In its second update to the annual benefit and payment parameters rule, the agency announced consumers' maximum out-of-pocket costs will be limited to $8,700 for individuals and $17,400 for plans that cover multiple people. The update is $400 lower than previous caps, CMS said.
Officials said they curbed cost-sharing parameters by citing the National Health Expenditure Accounts' projections of per-enrollee, employer-sponsored insurance premiums. CMS said this was the measure used for benefit years 2015 through 2019.
"Families deserve to have access to healthcare coverage that doesn't break the bank. That's why today we're acting to lower consumers' maximum out-of-pocket costs by $400 and why President Biden has a plan to reduce families' healthcare costs for the long run," HHS Secretary Xavier Becerra said in a statement.
CMS said it was also finalizing a few provisions aimed at helping consumers gain coverage. During this special enrollment period, CMS said 80,000 individuals have already enrolled in plans.
By allowing enrollees to change marketplace plans if they don't receive advance payment on premium tax credits; allowing those age 30 and over to apply for catastrophic coverage; enabling beneficiaries who aren't notified of triggering life events to enroll in plans 60 days after they learn about their eligibility; and permitting COBRA beneficiaries to sign up for marketplace coverage if the employer or government contributions to their plan end, the agency aims to slow the growth in healthcare costs and cut the uninsured rate.
"The ACA and the American Rescue Plan offer a lifeline to coverage for millions who might otherwise be uninsured," CMS Acting Deputy Administrator Jeff Wu said in a statement. "Those groundbreaking legislative actions are lowering health insurance premiums for millions of Americans, and the regulatory steps we're taking today build upon those actions. They will ensure that next year, Americans will continue to find affordable, quality coverage through the marketplaces."
The updated notice outlines a few measured officials to improve transparency within CMS and HHS operations and across the healthcare industry.
By surveying and posting annual reports on individuals' experience with the exchange, the CMS hopes to smooth users' experience enrolling in coverage. Additionally, the agency is also clarifying its procedure for auditing insurers' advance premium tax credit, cost-sharing reductions and user fee programs. It now has the authority to penalize payers who violate these standards, regardless of whether they're on state or HHS-operated exchanges.
Officials will also require direct enrollment entities, like brokers, to display and market qualified health plans, individual benefit products and coverage plans that meet ACA rules on their websites, in most circumstances. Pharmacy benefit managers will be required to tell HHS how much they paid for drugs. The CMS also moved to continue price-adjustment for hepatitis C drugs.
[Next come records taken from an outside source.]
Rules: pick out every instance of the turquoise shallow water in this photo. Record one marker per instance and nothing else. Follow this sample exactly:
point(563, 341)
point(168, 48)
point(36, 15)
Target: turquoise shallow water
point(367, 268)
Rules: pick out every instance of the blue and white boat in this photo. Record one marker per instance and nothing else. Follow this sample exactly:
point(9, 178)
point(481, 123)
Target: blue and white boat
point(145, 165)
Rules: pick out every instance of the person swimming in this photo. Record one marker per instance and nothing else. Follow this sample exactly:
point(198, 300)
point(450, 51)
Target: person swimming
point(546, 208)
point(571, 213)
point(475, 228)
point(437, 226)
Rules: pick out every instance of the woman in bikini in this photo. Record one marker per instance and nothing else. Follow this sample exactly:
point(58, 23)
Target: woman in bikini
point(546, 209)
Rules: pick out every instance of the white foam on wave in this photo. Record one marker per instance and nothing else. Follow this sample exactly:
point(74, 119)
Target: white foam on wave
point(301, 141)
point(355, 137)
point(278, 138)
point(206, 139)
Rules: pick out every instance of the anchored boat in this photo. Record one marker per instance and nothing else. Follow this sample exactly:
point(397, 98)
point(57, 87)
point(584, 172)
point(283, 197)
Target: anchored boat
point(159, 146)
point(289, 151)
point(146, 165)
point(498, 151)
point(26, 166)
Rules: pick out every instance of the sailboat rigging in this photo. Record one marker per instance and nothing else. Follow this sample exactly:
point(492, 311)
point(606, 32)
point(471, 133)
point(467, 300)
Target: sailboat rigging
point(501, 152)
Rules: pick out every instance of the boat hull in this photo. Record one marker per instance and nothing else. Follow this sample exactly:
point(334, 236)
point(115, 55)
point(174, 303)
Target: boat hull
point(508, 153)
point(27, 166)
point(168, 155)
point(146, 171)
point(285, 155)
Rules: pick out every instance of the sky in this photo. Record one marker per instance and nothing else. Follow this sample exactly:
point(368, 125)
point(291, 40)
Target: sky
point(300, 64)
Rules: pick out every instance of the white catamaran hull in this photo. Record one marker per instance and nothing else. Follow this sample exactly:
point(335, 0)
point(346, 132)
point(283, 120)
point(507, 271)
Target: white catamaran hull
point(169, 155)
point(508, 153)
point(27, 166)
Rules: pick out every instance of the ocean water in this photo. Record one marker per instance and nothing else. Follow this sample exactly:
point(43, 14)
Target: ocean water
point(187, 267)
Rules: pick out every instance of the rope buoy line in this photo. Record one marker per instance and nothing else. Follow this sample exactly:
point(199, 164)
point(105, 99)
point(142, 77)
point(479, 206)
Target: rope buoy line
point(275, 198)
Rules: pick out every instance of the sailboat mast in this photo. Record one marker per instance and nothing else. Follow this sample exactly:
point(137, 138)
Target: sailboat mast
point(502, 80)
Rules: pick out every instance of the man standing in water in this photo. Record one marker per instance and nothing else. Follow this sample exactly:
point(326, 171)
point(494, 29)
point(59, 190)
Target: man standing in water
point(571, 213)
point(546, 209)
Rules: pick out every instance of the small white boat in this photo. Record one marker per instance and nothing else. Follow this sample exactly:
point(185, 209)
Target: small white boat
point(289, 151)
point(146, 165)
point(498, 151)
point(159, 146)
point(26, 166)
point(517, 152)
The updated notice also outlines a few parameters and requirements insurers need to design plans and set rates for 2022.
Among insurer provisions enacted, CMS mandated that payers report the lower, adjusted plan premiums billed to enrollees who receive temporary premium credits. Officials have also updated HHS' schedule for collecting risk-adjustment data validation, or RADV, payments to the same year that RADV results are released. Finally, CMS will allow insurers to use the three most recent consecutive years of enrollee data for calculating their risk-adjusted model recalibration.
HHS also set a deadline for states to submit their essential health benefits benchmark plan selections for 2024 and finalized the term for states to submit their 2022 annual reports on required benefits. The HHS will not penalize states that do not submit annual reports for 2021. Officials also approved Alabama's request to cut risk adjustment state transfers by 50% in the individual and small-group markets in 2022.
The first 2022 payment notice rule was released in January, and CMS said it anticipates making additional rules to payment policies later this year.